Bayes Questions

For the first time ever I’ve had rea­son to use for­mal Bayesian statis­tics in my work. I feel this is a cause for stream­ers and con­fetti.

How­ever, I’ve got a bit stuck on analysing my con­fi­dence lev­els and I thought what bet­ter place than less­wrong to check that I’m mak­ing sense. I’m not sure this is strictly what less­wrong is for but the site says that this is my own per­sonal blog so I guess its ok?! I can always be down-voted to hell if not!

***

I’m try­ing to calcu­late es­ti­mated life be­fore failure of a par­tic­u­lar com­po­nent.

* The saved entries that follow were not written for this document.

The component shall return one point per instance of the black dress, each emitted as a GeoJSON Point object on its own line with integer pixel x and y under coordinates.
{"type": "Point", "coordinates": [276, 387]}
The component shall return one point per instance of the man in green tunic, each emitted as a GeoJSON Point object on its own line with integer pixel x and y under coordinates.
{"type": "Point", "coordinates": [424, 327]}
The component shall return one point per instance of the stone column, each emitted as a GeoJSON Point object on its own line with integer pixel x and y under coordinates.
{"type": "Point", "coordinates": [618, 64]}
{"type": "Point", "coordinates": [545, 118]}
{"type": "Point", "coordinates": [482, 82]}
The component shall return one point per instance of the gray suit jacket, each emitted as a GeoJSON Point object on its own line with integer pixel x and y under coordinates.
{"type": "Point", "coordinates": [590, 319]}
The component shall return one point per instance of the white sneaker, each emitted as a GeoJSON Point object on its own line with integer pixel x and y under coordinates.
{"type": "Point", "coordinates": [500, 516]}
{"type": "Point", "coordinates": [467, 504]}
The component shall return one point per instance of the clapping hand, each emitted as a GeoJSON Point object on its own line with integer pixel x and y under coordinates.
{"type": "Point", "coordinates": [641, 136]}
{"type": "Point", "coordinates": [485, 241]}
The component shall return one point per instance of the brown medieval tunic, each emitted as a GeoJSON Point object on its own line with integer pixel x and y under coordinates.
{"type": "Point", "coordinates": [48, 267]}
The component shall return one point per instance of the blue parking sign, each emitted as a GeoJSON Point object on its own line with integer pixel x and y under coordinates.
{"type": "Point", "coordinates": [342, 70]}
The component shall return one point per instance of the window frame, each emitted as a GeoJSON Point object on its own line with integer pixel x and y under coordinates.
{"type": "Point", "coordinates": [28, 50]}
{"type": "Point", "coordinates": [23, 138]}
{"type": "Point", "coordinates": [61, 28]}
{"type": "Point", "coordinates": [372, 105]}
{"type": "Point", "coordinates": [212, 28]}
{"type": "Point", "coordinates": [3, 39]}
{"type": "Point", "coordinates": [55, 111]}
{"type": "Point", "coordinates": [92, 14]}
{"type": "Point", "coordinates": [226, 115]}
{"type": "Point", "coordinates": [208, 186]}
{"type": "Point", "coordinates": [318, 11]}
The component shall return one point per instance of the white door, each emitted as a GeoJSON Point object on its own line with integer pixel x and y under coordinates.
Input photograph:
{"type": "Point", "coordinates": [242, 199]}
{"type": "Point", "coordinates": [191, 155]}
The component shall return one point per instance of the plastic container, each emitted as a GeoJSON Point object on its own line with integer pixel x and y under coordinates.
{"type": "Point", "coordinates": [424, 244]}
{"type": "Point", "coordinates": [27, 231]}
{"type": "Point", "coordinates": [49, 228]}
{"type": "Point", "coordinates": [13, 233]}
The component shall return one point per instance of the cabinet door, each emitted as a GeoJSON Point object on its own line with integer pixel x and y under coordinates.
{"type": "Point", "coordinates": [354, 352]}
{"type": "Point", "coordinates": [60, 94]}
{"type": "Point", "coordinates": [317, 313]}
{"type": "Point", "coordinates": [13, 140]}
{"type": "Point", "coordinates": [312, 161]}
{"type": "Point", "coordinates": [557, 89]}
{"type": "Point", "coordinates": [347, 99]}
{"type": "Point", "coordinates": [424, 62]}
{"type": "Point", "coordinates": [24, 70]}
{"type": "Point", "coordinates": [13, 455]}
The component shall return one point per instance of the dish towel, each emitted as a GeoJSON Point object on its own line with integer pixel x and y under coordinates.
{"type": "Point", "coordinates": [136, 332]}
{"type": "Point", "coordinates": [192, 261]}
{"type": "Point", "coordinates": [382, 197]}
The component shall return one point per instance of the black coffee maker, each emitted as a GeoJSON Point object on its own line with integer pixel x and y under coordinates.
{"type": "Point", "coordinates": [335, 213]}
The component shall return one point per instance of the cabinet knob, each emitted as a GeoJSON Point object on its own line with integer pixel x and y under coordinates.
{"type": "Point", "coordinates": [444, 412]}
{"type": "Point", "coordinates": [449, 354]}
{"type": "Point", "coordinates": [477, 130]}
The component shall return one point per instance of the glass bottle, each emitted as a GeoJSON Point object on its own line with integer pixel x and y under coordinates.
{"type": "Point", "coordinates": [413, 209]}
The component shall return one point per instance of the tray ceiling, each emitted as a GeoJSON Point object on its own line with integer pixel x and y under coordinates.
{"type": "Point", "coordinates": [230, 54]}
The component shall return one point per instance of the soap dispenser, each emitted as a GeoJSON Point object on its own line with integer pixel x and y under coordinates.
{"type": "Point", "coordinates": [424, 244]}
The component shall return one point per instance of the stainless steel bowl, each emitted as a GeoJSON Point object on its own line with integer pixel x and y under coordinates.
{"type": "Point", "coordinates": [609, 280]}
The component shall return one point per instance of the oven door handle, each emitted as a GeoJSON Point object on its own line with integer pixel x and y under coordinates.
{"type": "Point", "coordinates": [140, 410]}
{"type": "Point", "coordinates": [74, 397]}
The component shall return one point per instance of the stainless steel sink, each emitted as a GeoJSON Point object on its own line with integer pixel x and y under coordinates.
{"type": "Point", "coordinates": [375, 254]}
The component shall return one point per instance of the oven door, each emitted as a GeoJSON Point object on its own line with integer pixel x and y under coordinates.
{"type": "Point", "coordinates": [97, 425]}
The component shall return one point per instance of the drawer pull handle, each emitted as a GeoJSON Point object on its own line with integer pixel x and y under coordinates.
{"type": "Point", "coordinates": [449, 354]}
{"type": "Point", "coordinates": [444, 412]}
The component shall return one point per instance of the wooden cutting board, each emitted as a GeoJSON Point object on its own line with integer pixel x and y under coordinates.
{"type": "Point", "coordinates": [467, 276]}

We’ve done a num­ber of tests and the re­sults show a larger than ex­pected var­i­ance with some com­po­nents not failing even af­ter an ex­tended life­time. I’m try­ing to analyse the re­sults to see which prob­a­bil­is­tic failure dis­tri­bu­tion best suits the available data. I have three differ­ent dis­tri­bu­tions (Weibull, Log-nor­mal & Birn­baum-Saun­ders) each of which has a shape pa­ram­e­ter and a scale pa­ram­e­ter.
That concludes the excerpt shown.